Friday Poetry: Wallace Stevens

Wallace Stevens
The Pleasures of Merely Circulating

The garden flew round with the angel,
The angel flew round with the cloud.
And the clouds flew round and the clouds flew round
And the clouds flew round with the clouds.

Is there any secret in skulls,
The cattle skulls in the woods?
Do the drummers in black hoods
Rumble anything out of their drums?

Mrs. Anderson's Swedish baby
Might well have been German or Spanish.
Yet that things go round and again go round
Has rather a classical sound.


At 7:52 PM, Anonymous Anonymous said...

One day I'm really going to understand Wallace Stevens. When I'm sixty and have won prizes with my brain. He's got this other poem about a jar, and that jar is death, and breaking into his poetry is for me about as hard and strange as trying to break into that jar in his poem. Gems, anything particular summon this one up?

At 8:43 AM, Blogger Gemma said...

This one for me is just about doing nothing, about going nowhere, and about the needs for and pleasures of that. It's a particularly summery poem for me; I usually get it in my head around this time of year, so I thought I'd put it up.

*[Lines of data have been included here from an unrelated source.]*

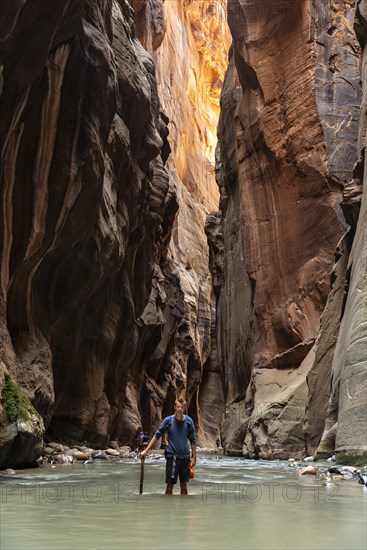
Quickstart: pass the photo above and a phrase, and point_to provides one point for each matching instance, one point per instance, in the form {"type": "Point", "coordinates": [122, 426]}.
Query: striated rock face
{"type": "Point", "coordinates": [190, 64]}
{"type": "Point", "coordinates": [287, 149]}
{"type": "Point", "coordinates": [346, 423]}
{"type": "Point", "coordinates": [87, 211]}
{"type": "Point", "coordinates": [190, 68]}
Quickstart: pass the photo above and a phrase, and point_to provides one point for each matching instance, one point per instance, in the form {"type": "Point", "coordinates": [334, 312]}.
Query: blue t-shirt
{"type": "Point", "coordinates": [179, 432]}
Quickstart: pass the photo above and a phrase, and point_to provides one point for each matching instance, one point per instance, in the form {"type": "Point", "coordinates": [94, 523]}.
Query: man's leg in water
{"type": "Point", "coordinates": [169, 488]}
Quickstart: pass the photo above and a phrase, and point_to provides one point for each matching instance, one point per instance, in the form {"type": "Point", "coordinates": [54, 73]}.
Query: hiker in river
{"type": "Point", "coordinates": [180, 429]}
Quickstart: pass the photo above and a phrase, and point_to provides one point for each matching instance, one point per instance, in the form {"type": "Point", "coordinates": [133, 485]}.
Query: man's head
{"type": "Point", "coordinates": [180, 407]}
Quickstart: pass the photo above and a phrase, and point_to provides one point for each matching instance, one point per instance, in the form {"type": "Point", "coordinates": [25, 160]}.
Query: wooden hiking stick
{"type": "Point", "coordinates": [141, 476]}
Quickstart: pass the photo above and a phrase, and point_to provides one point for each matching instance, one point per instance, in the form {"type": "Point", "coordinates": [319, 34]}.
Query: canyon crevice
{"type": "Point", "coordinates": [289, 171]}
{"type": "Point", "coordinates": [142, 260]}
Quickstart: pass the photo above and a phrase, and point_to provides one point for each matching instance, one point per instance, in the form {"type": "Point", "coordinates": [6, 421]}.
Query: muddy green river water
{"type": "Point", "coordinates": [233, 504]}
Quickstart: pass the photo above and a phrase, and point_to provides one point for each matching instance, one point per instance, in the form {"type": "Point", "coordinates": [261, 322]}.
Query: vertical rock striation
{"type": "Point", "coordinates": [87, 209]}
{"type": "Point", "coordinates": [287, 151]}
{"type": "Point", "coordinates": [190, 66]}
{"type": "Point", "coordinates": [346, 422]}
{"type": "Point", "coordinates": [106, 299]}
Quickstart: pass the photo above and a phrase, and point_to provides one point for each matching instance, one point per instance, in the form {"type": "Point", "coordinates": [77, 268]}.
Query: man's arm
{"type": "Point", "coordinates": [158, 434]}
{"type": "Point", "coordinates": [151, 443]}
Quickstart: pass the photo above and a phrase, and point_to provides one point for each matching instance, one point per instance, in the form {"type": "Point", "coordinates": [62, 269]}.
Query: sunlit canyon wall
{"type": "Point", "coordinates": [106, 299]}
{"type": "Point", "coordinates": [288, 255]}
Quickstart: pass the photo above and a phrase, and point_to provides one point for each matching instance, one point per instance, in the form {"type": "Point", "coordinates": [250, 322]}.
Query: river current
{"type": "Point", "coordinates": [233, 504]}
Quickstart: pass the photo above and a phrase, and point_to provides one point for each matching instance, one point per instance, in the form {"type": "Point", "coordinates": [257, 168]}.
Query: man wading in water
{"type": "Point", "coordinates": [181, 429]}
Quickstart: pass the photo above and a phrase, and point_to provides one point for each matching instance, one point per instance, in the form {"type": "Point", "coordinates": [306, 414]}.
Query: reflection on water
{"type": "Point", "coordinates": [233, 504]}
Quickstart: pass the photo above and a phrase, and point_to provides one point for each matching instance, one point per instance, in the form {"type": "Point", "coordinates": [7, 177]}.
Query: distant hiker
{"type": "Point", "coordinates": [180, 429]}
{"type": "Point", "coordinates": [140, 442]}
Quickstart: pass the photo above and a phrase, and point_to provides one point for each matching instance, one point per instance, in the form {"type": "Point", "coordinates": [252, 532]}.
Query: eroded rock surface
{"type": "Point", "coordinates": [288, 146]}
{"type": "Point", "coordinates": [107, 304]}
{"type": "Point", "coordinates": [87, 208]}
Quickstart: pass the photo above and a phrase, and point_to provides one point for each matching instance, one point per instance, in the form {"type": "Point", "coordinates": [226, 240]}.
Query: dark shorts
{"type": "Point", "coordinates": [177, 467]}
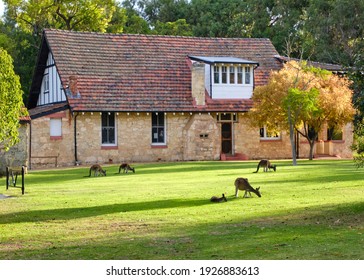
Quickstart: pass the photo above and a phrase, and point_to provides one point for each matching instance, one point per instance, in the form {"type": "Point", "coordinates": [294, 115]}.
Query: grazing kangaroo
{"type": "Point", "coordinates": [243, 184]}
{"type": "Point", "coordinates": [126, 167]}
{"type": "Point", "coordinates": [97, 170]}
{"type": "Point", "coordinates": [218, 199]}
{"type": "Point", "coordinates": [265, 164]}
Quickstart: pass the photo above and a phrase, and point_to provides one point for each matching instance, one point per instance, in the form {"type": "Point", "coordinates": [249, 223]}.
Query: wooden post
{"type": "Point", "coordinates": [22, 180]}
{"type": "Point", "coordinates": [7, 178]}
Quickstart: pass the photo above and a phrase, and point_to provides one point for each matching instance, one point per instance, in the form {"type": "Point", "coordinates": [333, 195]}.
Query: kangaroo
{"type": "Point", "coordinates": [218, 199]}
{"type": "Point", "coordinates": [243, 184]}
{"type": "Point", "coordinates": [97, 170]}
{"type": "Point", "coordinates": [266, 165]}
{"type": "Point", "coordinates": [126, 167]}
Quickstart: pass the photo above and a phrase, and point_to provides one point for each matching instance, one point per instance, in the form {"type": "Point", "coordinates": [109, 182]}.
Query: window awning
{"type": "Point", "coordinates": [222, 59]}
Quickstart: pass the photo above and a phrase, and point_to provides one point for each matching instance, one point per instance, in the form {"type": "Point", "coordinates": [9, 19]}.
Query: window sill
{"type": "Point", "coordinates": [109, 147]}
{"type": "Point", "coordinates": [159, 146]}
{"type": "Point", "coordinates": [271, 140]}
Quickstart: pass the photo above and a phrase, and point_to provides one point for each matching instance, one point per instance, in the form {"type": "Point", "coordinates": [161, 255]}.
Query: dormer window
{"type": "Point", "coordinates": [228, 77]}
{"type": "Point", "coordinates": [232, 75]}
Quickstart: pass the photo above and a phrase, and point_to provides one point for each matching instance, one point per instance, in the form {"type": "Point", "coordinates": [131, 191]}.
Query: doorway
{"type": "Point", "coordinates": [226, 138]}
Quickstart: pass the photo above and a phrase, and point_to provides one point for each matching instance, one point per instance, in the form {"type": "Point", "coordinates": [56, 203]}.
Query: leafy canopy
{"type": "Point", "coordinates": [302, 98]}
{"type": "Point", "coordinates": [11, 102]}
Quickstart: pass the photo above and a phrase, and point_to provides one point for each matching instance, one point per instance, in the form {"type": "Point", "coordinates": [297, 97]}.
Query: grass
{"type": "Point", "coordinates": [311, 211]}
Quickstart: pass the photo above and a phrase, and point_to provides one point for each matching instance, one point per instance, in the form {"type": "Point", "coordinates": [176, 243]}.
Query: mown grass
{"type": "Point", "coordinates": [311, 211]}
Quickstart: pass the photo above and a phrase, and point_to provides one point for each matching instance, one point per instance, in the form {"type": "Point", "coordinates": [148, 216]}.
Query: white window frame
{"type": "Point", "coordinates": [55, 127]}
{"type": "Point", "coordinates": [109, 144]}
{"type": "Point", "coordinates": [158, 127]}
{"type": "Point", "coordinates": [266, 136]}
{"type": "Point", "coordinates": [238, 70]}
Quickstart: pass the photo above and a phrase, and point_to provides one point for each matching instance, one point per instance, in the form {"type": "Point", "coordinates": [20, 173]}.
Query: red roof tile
{"type": "Point", "coordinates": [124, 72]}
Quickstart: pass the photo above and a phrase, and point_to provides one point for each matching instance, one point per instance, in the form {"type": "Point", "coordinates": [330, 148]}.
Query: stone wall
{"type": "Point", "coordinates": [47, 151]}
{"type": "Point", "coordinates": [202, 138]}
{"type": "Point", "coordinates": [189, 137]}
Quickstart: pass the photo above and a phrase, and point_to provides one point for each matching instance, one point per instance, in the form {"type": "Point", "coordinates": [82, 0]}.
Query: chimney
{"type": "Point", "coordinates": [73, 85]}
{"type": "Point", "coordinates": [198, 83]}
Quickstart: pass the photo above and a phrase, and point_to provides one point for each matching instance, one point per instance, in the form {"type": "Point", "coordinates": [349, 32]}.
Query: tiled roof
{"type": "Point", "coordinates": [47, 109]}
{"type": "Point", "coordinates": [124, 72]}
{"type": "Point", "coordinates": [327, 66]}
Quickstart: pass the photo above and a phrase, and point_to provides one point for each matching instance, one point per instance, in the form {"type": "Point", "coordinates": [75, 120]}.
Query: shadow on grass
{"type": "Point", "coordinates": [329, 232]}
{"type": "Point", "coordinates": [83, 212]}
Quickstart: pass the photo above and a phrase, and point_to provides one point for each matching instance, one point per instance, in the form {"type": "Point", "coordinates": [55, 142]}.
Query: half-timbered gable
{"type": "Point", "coordinates": [51, 90]}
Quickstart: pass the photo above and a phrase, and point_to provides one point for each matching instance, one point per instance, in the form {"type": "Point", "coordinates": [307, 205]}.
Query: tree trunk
{"type": "Point", "coordinates": [291, 137]}
{"type": "Point", "coordinates": [312, 145]}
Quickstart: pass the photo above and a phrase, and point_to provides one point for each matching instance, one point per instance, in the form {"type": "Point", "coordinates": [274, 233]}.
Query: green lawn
{"type": "Point", "coordinates": [311, 211]}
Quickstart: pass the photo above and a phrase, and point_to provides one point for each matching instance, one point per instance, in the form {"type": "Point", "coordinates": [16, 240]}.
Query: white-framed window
{"type": "Point", "coordinates": [247, 75]}
{"type": "Point", "coordinates": [240, 75]}
{"type": "Point", "coordinates": [216, 74]}
{"type": "Point", "coordinates": [158, 128]}
{"type": "Point", "coordinates": [108, 129]}
{"type": "Point", "coordinates": [265, 134]}
{"type": "Point", "coordinates": [232, 75]}
{"type": "Point", "coordinates": [55, 127]}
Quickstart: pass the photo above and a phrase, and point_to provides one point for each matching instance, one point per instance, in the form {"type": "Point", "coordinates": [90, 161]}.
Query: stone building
{"type": "Point", "coordinates": [121, 97]}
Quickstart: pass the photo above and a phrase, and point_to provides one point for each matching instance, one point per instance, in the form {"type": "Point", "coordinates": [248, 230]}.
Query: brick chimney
{"type": "Point", "coordinates": [73, 85]}
{"type": "Point", "coordinates": [198, 83]}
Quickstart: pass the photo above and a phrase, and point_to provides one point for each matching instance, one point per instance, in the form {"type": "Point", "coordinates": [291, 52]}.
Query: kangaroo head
{"type": "Point", "coordinates": [223, 197]}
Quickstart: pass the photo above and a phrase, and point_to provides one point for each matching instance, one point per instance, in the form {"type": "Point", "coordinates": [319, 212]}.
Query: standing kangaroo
{"type": "Point", "coordinates": [218, 199]}
{"type": "Point", "coordinates": [97, 170]}
{"type": "Point", "coordinates": [243, 184]}
{"type": "Point", "coordinates": [266, 165]}
{"type": "Point", "coordinates": [126, 167]}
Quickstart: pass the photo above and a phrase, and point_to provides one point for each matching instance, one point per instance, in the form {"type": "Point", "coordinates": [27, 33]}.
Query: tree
{"type": "Point", "coordinates": [301, 98]}
{"type": "Point", "coordinates": [80, 15]}
{"type": "Point", "coordinates": [177, 28]}
{"type": "Point", "coordinates": [11, 102]}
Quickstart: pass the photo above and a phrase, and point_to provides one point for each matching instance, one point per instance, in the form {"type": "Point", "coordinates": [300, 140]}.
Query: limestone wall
{"type": "Point", "coordinates": [248, 142]}
{"type": "Point", "coordinates": [188, 137]}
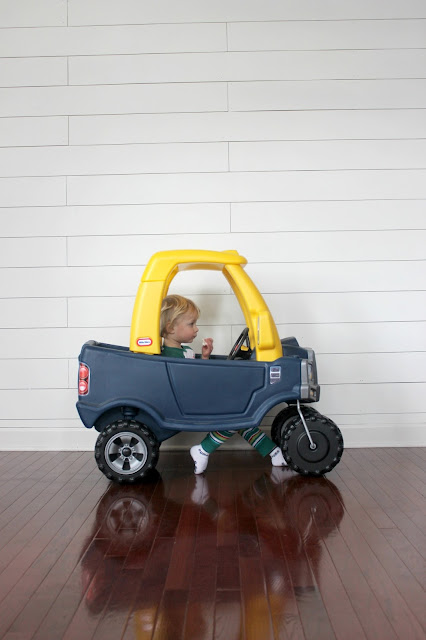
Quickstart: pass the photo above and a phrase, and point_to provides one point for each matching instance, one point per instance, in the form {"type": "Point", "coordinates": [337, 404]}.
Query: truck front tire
{"type": "Point", "coordinates": [327, 439]}
{"type": "Point", "coordinates": [126, 451]}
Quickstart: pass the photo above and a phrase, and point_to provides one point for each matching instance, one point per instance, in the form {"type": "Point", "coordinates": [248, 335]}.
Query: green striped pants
{"type": "Point", "coordinates": [254, 436]}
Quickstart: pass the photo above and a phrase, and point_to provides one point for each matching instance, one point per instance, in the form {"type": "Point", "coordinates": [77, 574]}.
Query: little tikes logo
{"type": "Point", "coordinates": [144, 342]}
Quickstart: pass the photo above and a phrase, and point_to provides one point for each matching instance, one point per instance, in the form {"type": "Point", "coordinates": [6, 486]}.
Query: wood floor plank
{"type": "Point", "coordinates": [404, 623]}
{"type": "Point", "coordinates": [397, 506]}
{"type": "Point", "coordinates": [243, 552]}
{"type": "Point", "coordinates": [56, 564]}
{"type": "Point", "coordinates": [401, 576]}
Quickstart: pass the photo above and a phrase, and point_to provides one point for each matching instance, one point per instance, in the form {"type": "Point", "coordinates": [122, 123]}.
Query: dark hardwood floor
{"type": "Point", "coordinates": [243, 552]}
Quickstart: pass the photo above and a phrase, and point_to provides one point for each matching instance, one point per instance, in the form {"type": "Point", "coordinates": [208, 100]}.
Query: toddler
{"type": "Point", "coordinates": [178, 324]}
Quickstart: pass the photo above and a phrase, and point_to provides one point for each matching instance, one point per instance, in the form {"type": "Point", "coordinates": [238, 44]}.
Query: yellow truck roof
{"type": "Point", "coordinates": [155, 282]}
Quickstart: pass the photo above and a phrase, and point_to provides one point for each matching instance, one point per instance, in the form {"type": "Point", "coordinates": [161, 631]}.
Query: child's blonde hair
{"type": "Point", "coordinates": [172, 308]}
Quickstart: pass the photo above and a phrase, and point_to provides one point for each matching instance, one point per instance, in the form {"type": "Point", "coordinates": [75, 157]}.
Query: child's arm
{"type": "Point", "coordinates": [207, 348]}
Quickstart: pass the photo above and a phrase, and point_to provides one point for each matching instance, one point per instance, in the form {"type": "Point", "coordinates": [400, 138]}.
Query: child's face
{"type": "Point", "coordinates": [185, 328]}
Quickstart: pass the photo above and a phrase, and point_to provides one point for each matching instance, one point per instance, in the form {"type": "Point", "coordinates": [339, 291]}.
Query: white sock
{"type": "Point", "coordinates": [277, 458]}
{"type": "Point", "coordinates": [200, 458]}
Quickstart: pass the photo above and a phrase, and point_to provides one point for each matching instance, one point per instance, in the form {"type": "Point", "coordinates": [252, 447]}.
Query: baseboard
{"type": "Point", "coordinates": [75, 439]}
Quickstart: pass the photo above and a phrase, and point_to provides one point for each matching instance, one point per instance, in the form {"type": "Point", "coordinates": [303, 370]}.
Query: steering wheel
{"type": "Point", "coordinates": [243, 337]}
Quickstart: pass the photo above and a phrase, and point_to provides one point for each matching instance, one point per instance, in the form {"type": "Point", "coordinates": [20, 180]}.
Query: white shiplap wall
{"type": "Point", "coordinates": [293, 131]}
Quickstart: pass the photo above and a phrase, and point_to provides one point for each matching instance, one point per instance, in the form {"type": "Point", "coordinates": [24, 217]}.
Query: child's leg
{"type": "Point", "coordinates": [200, 452]}
{"type": "Point", "coordinates": [264, 445]}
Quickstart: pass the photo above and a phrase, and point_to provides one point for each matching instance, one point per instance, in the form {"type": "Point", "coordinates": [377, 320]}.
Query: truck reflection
{"type": "Point", "coordinates": [125, 562]}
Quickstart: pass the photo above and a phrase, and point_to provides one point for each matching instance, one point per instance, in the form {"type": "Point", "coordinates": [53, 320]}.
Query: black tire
{"type": "Point", "coordinates": [126, 451]}
{"type": "Point", "coordinates": [296, 448]}
{"type": "Point", "coordinates": [284, 416]}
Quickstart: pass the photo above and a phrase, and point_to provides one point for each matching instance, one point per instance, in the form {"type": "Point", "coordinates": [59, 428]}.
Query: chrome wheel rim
{"type": "Point", "coordinates": [126, 453]}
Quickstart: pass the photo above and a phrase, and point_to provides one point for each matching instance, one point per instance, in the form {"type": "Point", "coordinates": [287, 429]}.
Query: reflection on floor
{"type": "Point", "coordinates": [245, 551]}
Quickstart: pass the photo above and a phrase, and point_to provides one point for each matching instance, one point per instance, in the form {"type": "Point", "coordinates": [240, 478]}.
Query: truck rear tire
{"type": "Point", "coordinates": [296, 448]}
{"type": "Point", "coordinates": [284, 416]}
{"type": "Point", "coordinates": [126, 451]}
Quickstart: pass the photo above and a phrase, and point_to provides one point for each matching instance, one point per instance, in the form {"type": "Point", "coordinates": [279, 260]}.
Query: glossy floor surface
{"type": "Point", "coordinates": [242, 552]}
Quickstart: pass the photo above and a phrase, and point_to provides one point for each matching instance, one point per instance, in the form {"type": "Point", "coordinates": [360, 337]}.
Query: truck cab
{"type": "Point", "coordinates": [136, 391]}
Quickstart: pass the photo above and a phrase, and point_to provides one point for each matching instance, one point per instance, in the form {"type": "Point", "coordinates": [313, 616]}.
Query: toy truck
{"type": "Point", "coordinates": [136, 398]}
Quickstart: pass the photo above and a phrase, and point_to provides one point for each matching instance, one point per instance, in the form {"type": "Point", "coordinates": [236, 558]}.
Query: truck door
{"type": "Point", "coordinates": [216, 387]}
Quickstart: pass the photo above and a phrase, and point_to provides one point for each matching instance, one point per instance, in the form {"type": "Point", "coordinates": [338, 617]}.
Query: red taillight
{"type": "Point", "coordinates": [83, 387]}
{"type": "Point", "coordinates": [83, 379]}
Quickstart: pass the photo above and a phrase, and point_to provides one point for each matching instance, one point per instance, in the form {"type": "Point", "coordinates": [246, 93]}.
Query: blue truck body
{"type": "Point", "coordinates": [169, 395]}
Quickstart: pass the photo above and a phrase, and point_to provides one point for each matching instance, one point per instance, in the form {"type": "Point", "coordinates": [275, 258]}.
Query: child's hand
{"type": "Point", "coordinates": [207, 348]}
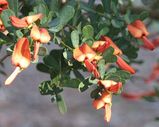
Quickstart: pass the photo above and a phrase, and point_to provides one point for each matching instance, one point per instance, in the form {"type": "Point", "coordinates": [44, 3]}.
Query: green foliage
{"type": "Point", "coordinates": [70, 25]}
{"type": "Point", "coordinates": [64, 16]}
{"type": "Point", "coordinates": [108, 56]}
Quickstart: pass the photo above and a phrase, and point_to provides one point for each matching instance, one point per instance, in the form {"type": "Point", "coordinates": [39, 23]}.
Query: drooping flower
{"type": "Point", "coordinates": [105, 101]}
{"type": "Point", "coordinates": [26, 21]}
{"type": "Point", "coordinates": [3, 5]}
{"type": "Point", "coordinates": [138, 95]}
{"type": "Point", "coordinates": [120, 62]}
{"type": "Point", "coordinates": [117, 50]}
{"type": "Point", "coordinates": [100, 46]}
{"type": "Point", "coordinates": [155, 42]}
{"type": "Point", "coordinates": [40, 36]}
{"type": "Point", "coordinates": [2, 28]}
{"type": "Point", "coordinates": [21, 58]}
{"type": "Point", "coordinates": [139, 31]}
{"type": "Point", "coordinates": [110, 85]}
{"type": "Point", "coordinates": [154, 75]}
{"type": "Point", "coordinates": [85, 54]}
{"type": "Point", "coordinates": [123, 65]}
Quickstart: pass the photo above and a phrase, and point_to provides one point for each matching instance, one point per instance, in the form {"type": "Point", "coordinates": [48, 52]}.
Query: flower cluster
{"type": "Point", "coordinates": [21, 56]}
{"type": "Point", "coordinates": [90, 57]}
{"type": "Point", "coordinates": [3, 6]}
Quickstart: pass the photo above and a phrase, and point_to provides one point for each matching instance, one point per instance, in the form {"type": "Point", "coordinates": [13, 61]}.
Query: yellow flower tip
{"type": "Point", "coordinates": [108, 113]}
{"type": "Point", "coordinates": [11, 78]}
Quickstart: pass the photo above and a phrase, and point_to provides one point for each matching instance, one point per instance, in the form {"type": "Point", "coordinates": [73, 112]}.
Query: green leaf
{"type": "Point", "coordinates": [108, 55]}
{"type": "Point", "coordinates": [117, 75]}
{"type": "Point", "coordinates": [75, 38]}
{"type": "Point", "coordinates": [65, 15]}
{"type": "Point", "coordinates": [19, 34]}
{"type": "Point", "coordinates": [51, 61]}
{"type": "Point", "coordinates": [5, 38]}
{"type": "Point", "coordinates": [50, 87]}
{"type": "Point", "coordinates": [117, 24]}
{"type": "Point", "coordinates": [84, 85]}
{"type": "Point", "coordinates": [42, 8]}
{"type": "Point", "coordinates": [42, 51]}
{"type": "Point", "coordinates": [71, 83]}
{"type": "Point", "coordinates": [45, 88]}
{"type": "Point", "coordinates": [103, 31]}
{"type": "Point", "coordinates": [61, 104]}
{"type": "Point", "coordinates": [88, 32]}
{"type": "Point", "coordinates": [13, 5]}
{"type": "Point", "coordinates": [54, 6]}
{"type": "Point", "coordinates": [6, 21]}
{"type": "Point", "coordinates": [106, 5]}
{"type": "Point", "coordinates": [43, 68]}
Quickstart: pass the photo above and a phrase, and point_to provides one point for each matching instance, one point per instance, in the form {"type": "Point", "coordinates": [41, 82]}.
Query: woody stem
{"type": "Point", "coordinates": [13, 76]}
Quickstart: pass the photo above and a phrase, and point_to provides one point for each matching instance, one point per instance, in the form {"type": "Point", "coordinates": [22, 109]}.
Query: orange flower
{"type": "Point", "coordinates": [39, 35]}
{"type": "Point", "coordinates": [137, 96]}
{"type": "Point", "coordinates": [155, 42]}
{"type": "Point", "coordinates": [154, 74]}
{"type": "Point", "coordinates": [110, 85]}
{"type": "Point", "coordinates": [120, 62]}
{"type": "Point", "coordinates": [85, 54]}
{"type": "Point", "coordinates": [123, 65]}
{"type": "Point", "coordinates": [20, 58]}
{"type": "Point", "coordinates": [138, 30]}
{"type": "Point", "coordinates": [26, 21]}
{"type": "Point", "coordinates": [117, 51]}
{"type": "Point", "coordinates": [104, 101]}
{"type": "Point", "coordinates": [2, 28]}
{"type": "Point", "coordinates": [3, 5]}
{"type": "Point", "coordinates": [100, 46]}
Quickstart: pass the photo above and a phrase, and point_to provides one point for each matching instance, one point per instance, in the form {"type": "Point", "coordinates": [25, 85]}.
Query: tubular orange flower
{"type": "Point", "coordinates": [154, 74]}
{"type": "Point", "coordinates": [117, 51]}
{"type": "Point", "coordinates": [120, 62]}
{"type": "Point", "coordinates": [104, 101]}
{"type": "Point", "coordinates": [39, 35]}
{"type": "Point", "coordinates": [3, 5]}
{"type": "Point", "coordinates": [137, 96]}
{"type": "Point", "coordinates": [155, 42]}
{"type": "Point", "coordinates": [20, 58]}
{"type": "Point", "coordinates": [26, 21]}
{"type": "Point", "coordinates": [138, 30]}
{"type": "Point", "coordinates": [85, 54]}
{"type": "Point", "coordinates": [2, 28]}
{"type": "Point", "coordinates": [123, 65]}
{"type": "Point", "coordinates": [111, 85]}
{"type": "Point", "coordinates": [100, 46]}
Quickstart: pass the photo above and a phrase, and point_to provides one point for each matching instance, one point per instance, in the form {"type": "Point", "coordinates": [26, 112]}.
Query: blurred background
{"type": "Point", "coordinates": [21, 104]}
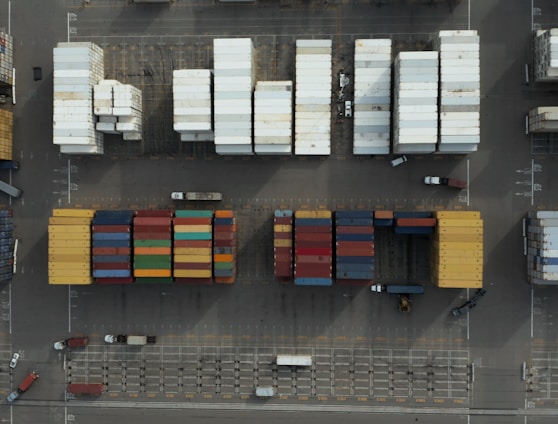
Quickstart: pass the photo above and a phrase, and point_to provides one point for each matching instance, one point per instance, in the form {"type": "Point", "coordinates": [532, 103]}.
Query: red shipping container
{"type": "Point", "coordinates": [111, 228]}
{"type": "Point", "coordinates": [355, 252]}
{"type": "Point", "coordinates": [312, 251]}
{"type": "Point", "coordinates": [192, 243]}
{"type": "Point", "coordinates": [416, 222]}
{"type": "Point", "coordinates": [313, 236]}
{"type": "Point", "coordinates": [156, 212]}
{"type": "Point", "coordinates": [354, 229]}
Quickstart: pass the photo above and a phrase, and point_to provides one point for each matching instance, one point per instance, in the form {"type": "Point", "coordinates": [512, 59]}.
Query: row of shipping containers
{"type": "Point", "coordinates": [541, 234]}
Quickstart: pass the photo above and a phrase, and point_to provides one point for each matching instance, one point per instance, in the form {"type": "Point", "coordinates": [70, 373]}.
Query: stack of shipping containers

What I like about Stevens, at least the limited amounts of his work I know, is that you have to use intellect to dissect things that were so clearly visceral for him. I mean, Mrs. Anderson's Swedish baby doesn't have a goddamn thing to do with anything, and that's okay, but you have to think of Mrs. Anderson sleeping around and that becomes another image of spring fever. But he didn't have to do that. Which could make him painfully egotistical or a lot of fun, or both.